Movie of the Day – 300
April 4, 2012 Leave a comment
HOO-RAH! Swords, Shields, Armies, Persians, Spartans, Shirtless Men, Arrows, MICHAEL FASSBENDER and his other weapon. I am all hopped up on adrenaline and historically inaccurate story telling, but since this came straight from the devious mind of Zack Snyder and the graphic novel from Frank Miller, this is the way history needs to be told. I mean history should be told through a crushed, color palette, ridiculous villains and all the chest thumping one can take in a movie about the story of 300 Spartans fending off a Persian army.

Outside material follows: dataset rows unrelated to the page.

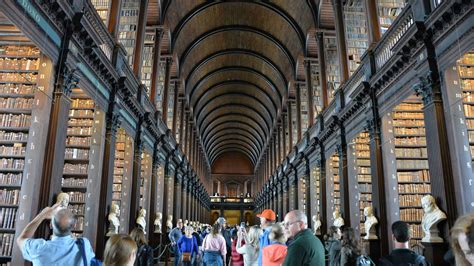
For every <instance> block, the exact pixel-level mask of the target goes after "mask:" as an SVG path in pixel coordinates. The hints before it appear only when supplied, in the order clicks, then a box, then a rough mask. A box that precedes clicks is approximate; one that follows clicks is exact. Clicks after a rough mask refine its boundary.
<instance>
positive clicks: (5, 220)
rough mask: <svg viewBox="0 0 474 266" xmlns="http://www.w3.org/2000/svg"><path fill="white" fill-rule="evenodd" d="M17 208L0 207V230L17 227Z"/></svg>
mask: <svg viewBox="0 0 474 266" xmlns="http://www.w3.org/2000/svg"><path fill="white" fill-rule="evenodd" d="M16 213H17V209H16V208H0V230H1V229H15V220H16Z"/></svg>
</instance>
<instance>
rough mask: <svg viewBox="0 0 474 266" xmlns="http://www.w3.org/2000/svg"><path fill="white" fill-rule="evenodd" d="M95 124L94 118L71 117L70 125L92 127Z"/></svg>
mask: <svg viewBox="0 0 474 266" xmlns="http://www.w3.org/2000/svg"><path fill="white" fill-rule="evenodd" d="M93 125H94V120H92V119H75V118H69V121H68V126H71V127H91V126H93Z"/></svg>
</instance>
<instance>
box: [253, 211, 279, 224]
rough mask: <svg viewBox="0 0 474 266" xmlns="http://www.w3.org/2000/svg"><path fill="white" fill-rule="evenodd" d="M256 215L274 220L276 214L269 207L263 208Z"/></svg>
mask: <svg viewBox="0 0 474 266" xmlns="http://www.w3.org/2000/svg"><path fill="white" fill-rule="evenodd" d="M257 217H263V218H265V219H267V220H269V221H275V220H276V214H275V212H274V211H272V210H270V209H265V210H263V212H262V213H261V214H257Z"/></svg>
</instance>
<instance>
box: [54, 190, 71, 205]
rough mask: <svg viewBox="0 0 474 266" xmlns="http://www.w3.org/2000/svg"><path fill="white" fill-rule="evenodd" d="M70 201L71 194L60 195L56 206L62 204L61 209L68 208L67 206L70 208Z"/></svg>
mask: <svg viewBox="0 0 474 266" xmlns="http://www.w3.org/2000/svg"><path fill="white" fill-rule="evenodd" d="M69 201H70V198H69V194H67V193H64V192H61V193H59V194H58V197H57V198H56V204H57V203H59V204H61V208H67V206H69Z"/></svg>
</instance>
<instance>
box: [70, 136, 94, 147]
mask: <svg viewBox="0 0 474 266" xmlns="http://www.w3.org/2000/svg"><path fill="white" fill-rule="evenodd" d="M90 143H91V138H90V137H67V139H66V145H80V146H89V145H90Z"/></svg>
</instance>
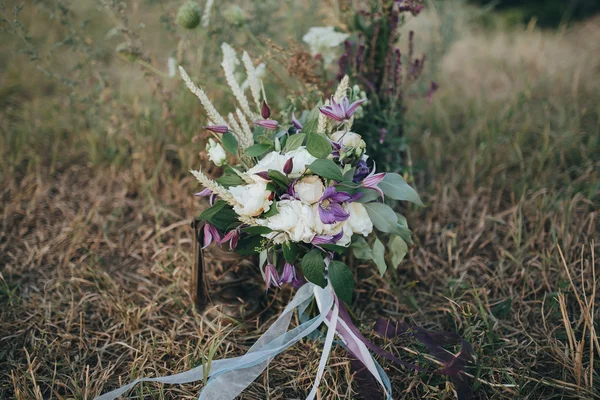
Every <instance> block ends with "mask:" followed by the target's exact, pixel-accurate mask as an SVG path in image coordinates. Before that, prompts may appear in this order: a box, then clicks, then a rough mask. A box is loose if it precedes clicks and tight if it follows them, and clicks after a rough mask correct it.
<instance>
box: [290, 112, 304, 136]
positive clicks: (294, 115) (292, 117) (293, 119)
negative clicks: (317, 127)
mask: <svg viewBox="0 0 600 400" xmlns="http://www.w3.org/2000/svg"><path fill="white" fill-rule="evenodd" d="M292 123H293V124H294V127H295V128H296V131H298V132H300V131H301V130H302V124H301V123H300V121H298V120H297V119H296V115H295V114H294V113H292Z"/></svg>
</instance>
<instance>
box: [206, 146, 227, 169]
mask: <svg viewBox="0 0 600 400" xmlns="http://www.w3.org/2000/svg"><path fill="white" fill-rule="evenodd" d="M206 151H207V152H208V159H209V160H210V161H212V162H213V163H215V165H216V166H217V167H221V166H223V165H225V162H226V161H227V154H225V150H223V147H222V146H221V145H220V144H219V143H217V142H215V141H214V140H213V139H208V143H207V144H206Z"/></svg>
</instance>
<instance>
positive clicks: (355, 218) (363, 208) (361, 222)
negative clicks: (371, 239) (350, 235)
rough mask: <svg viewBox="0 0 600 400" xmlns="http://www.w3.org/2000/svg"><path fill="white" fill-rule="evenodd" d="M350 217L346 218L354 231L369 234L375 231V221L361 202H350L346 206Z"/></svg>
mask: <svg viewBox="0 0 600 400" xmlns="http://www.w3.org/2000/svg"><path fill="white" fill-rule="evenodd" d="M344 208H345V209H346V212H348V214H350V217H349V218H348V219H347V220H346V224H347V226H348V228H350V230H351V231H352V233H359V234H361V235H363V236H368V235H369V233H371V232H373V222H372V221H371V218H369V214H368V213H367V209H366V208H365V206H363V205H362V204H361V203H348V204H346V205H345V207H344Z"/></svg>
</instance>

Gerard Butler stars as Spartan King Leonidas and Lena Headey plays Queen Gorgo. The massive army of the Persian Empire is sweeping across the globe, crushing every force that dares stand in its path. When a Persian envoy arrives in Sparta offering King Leonidas power over all of Greece if he will only bow to the will of the all powerful Xerxes (Rodrigo Santoro), the strong-willed leader assembles a small army comprised of his empire’s best fighters and marches off to battle. Though they have virtually no hope of defeating Xerxes’ intimidating battalion, Leonidas’ men soldier on, intent on letting it be known they will bow to no man but their king. When King Leonidas and his 300 Spartan warriors fell to the overwhelming Persian army at the Battle of Thermopylae, the fearless actions of the noble fighters inspired all of Greece to stand up against their Persian enemy and wage the battle that would ultimately give birth to the modern concept of democracy. ~ Jason Buchanan, Rovi
300 is one of my favorite graphic novels, mainly because the message and art that is present from Miller’s efforts. While the film is usually taken at face value for being this pure action film for men, there is a little something for the ladies as you get to ogle shirtless men who probably don’t look like your significant other. That is one thing just for you ladies and even guys can enjoy, but for me, it’s all about capturing the essence of the story and art from novel to screen. From a visual aspect, the film is gorgeous. While heavily edited and digitally altered, Snyder was able to bring to life the two dimensional pages of monochromatic color palettes and artistic set pieces to the big screen. It is distinctive in it’s look, which sets it apart from other films in the genre, but also has a frantic and kinetic feel to it. The raw energy of the speeches, the spear throwing and battle charges all have a bit of weight to the movie and that certainly helps.
While I could go on about the visual styles of the film and battles, I want to actually applaud the film for managing to tell and interesting hero’s journey. Leonidas is the pinnacle of the male hero archetype, a brash and stoic King that commands the respect of his peers and the soldiers who will follow him into the maw of death itself. He is strong, skilled and fearless, embodying the essence of what his society deems to be the gold standard of heroism. It is the hallmark traits of the hero we all come to know, but the film and story shows us a side of being a hero that isn’t shown often in film. While leading people into battle and coming out a victor is the norm, Leonidas takes his position as King and warrior to the point of sacrifice. To die for your peers and country is something that is pumped up a lot in the film, almost cryptic in its message. It is something that Leonidas is resigned to experiencing in his life and when the time comes he doesn’t flinch. He embraces what is needed to ensure the safety and continuation of life, while inspiring his soldiers to do the same.
It’s a character story, while the story itself is short and straightforward, that manages to make a compelling narrative connection to our understanding as to what it means to be a hero. The men in the 300 and the King himself gave their lives to ensure that their efforts would be used as a catalyst to get others to rally against the invading army. Their sacrifice is documented in the sort of Redbull induced haze of action and plenty of slow motion and fast editing action that happens in the film. The action is fantastic, with several images just lifted from the pages of the novel and it shows that there was a lot of care that went into this film. For me, it might be a bit more bro-ish than others care for, but through it all, it’s a good character story and inspiring. Sure the quotes and dialogue isn’t anything special, more so it seems like it is a live action wrestling match taking place, but it is a total immersion experience from the visuals to the action and sound.